It is quite possible that people will be voting 1, or 1, 2, 3 or whatever, in an election to achieve what they want from that campaign. With voters exercising that option, with more people having the choice of legitimately voting just 1, or 1, 2, 3 or whatever, there will be many cases of people's votes having the potential, at least, to exhaust themselves earlier than would be the case if the previous formality provisions had applied. I mentioned before that that is the major difference between the position which the Chief Minister originally put forward in her Bill and the position which is now the case with this Bill, having had those formality provisions relaxed. This amendment I put forward today relates to the transfer values, and it is consequential upon the attempt we have made to ease formality requirements. It follows, Madam Speaker, from the fact that we have more relaxed formality rules, that you must obtain at least a potential for a higher exhausted vote. In practice you will get a higher level of exhausted votes if you do not make other changes to adjust for that fact.
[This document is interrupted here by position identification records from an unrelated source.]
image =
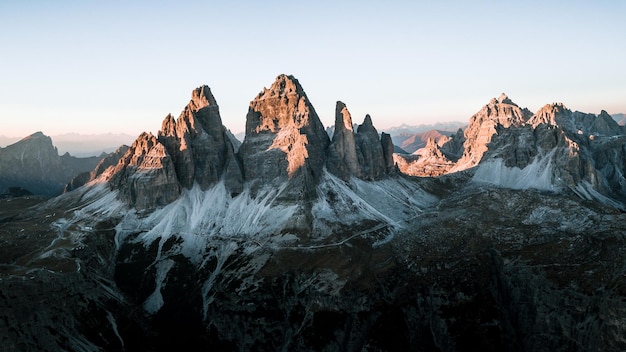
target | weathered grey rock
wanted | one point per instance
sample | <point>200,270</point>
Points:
<point>145,176</point>
<point>285,140</point>
<point>342,154</point>
<point>452,148</point>
<point>200,146</point>
<point>425,162</point>
<point>388,147</point>
<point>370,151</point>
<point>482,127</point>
<point>107,162</point>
This amendment picks up exactly what happens in the other two places where the single transferable vote has been in use since the 1920s. These are the provisions based on the Republic of Ireland and Malta. What those places have in common with the ACT, and what they do not have in common with Tasmania, for example, is that they require only a single preference for a vote to be formal. I note, Madam Speaker, that the model for exhausted votes which the Government puts forward here in the context of the particular formality rules which are provided for in this Bill has no precedent. There is no jurisdiction or place I have heard of where the system the Government is putting forward applies - that is, these relaxed formality rules combined with these relatively tight exhausted vote rules. The approach which I am putting forward here is used elsewhere in Australia, however. It is used in New South Wales local government elections and those for the Legislative Council of New South Wales.

The important thing to remember is that each person in a poll has a single transferable vote. What is the point of making it easier to record a formal vote and then denying the full effectiveness of that vote by reason of the rules that you apply? By changing the definition of "transfer value" to make it on the basis of continuing papers rather than all papers in an election, we are doing two things. We are trying to fit, first of all, the non-transferable papers into the quota of the elected candidate without loss; so non-transferable papers stay within the place where they do the most good, or the only good they can - that is, with the candidate whose votes have already caused him to be elected. The second thing that it does is to distribute the surplus left over on the basis of the rest of the votes - that is, the votes which are not already exhausted.